ロマンポルノの名匠・小沼勝監督の元で助監督を務めていた中田秀夫監督。本作『ホワイトリリー』は、今回のリブート企画の中でも最も往年の日活ロマンポルノへの敬愛を感じさせる一作となっている。

本作で映画初主演を飾った若手女優・飛鳥凛は、女性同士による濃厚なラブシーンを体現するため、共演の山口香虬里とともに美しいヌードを初披露している。中田監督が艶やかな女優陣と作り上げた、息を飲むような審美的なラブシーンの舞台裏に迫る。

-小沼勝監督に師事していた中田監督にとって、ロマンポルノの監督オファーは念願でしたか?

中田監督:すごく嬉しかったですね。僕はロマンポルノに憧れて日活に入ったんですよ。東京に来て初めて見た映画も、池田敏春さんのロマンポルノだったと思います。

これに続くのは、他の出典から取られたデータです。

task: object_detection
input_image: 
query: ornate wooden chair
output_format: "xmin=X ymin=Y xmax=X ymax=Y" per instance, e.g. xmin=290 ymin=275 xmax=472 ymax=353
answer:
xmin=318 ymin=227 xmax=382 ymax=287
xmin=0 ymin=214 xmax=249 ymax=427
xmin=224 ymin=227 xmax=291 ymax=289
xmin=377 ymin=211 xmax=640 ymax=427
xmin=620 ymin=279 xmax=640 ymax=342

最初は池袋の文芸座やフィルムセンターみたいなところに行って、サイレント映画とかクラシックなものを見てたんです。東京の大学の友達は高一くらいからロマンポルノを見てたらしいけど、僕は恥ずかしくて岡山日活の前を通り過ぎて洋画を見に行っていた。田舎の高校生には踏み入れてはならない“禁断”の場所だったんですよ。そんな青年が東京に出てきて、堂々とロマンポルノを見られるわけだから、カーッと熱くなりますよね(笑)。

それで運良く日活に入社できたんですけど、助監督を3年少しやったところでロマンポルノが終わってしまったんです。だけどこうして28年後にオファーをもらい、二つ返事で「やります」と答えました。

-役者はオーディションで選んだのですか?

中田監督:飛鳥さんの役はオーディションですね。相手役の登紀子先生役はオーディションをしたけど、最終的には山口香虬里さんにオファーしました。飛鳥さんの役は100人くらい会ったかな。でも飛鳥さんを見た瞬間に、「あ、この子だな」って思ったんです。僕は直感を信じるタイプなんで、なるべくたくさんの人に会おうと思ったけど、飛鳥さんと出会ってからは他の人に目移りすることはなかったですね。

まずはロマンポルノのヒロインとして、顔だけじゃなくてプロポーションも含めて美しい女性に演じてもらいたいという願望がありました。それに飛鳥さんは、「絶対にこの役を演じたい!」という目をしてたんですよ。他の女優さんたちも、そうだったはずですが、その気持ちは飛鳥さんが一番強かったと僕は感じたんですよね。

-飛鳥さん、いかがですか?

飛鳥:絶対やりたかったです。本当にやりたかったんです。

私は中田監督の作品が好きだったので、事務所の方に「脱げますか?」って聞かれ、「はい」と即答しました。中田監督に自分が撮ってもらえるチャンスなんてもうないかもしれないと思ったんです。オーディションに参加した時は、誰にも負けたくないという気持ちでいっぱいでしたね。

-中田監督といえばホラー映画というイメージも強かったかと思いますが、実際はどんな監督でしたか?

飛鳥:オーディションで初めてお会いするまでは、実は怖い監督なのかなと思ってました(笑)。でも現場でもカットごとにお芝居を丁寧に演出してくださって、休憩時間も色々なお話をしました。夜中の撮影でも和気あいあいとした楽しい現場でした。監督は、優しく包み込んでくれるような印象でしたね。

-オーディションの段階で、絡みのシーンも?

中田監督:かなりやりました。こういう映画だから、単なるお芝居の場面を演じてもらって「はい、オッケー」とは言えないんですよね。ロマンポルノは女性のフィジカルを美しく撮ることが生命線ですから。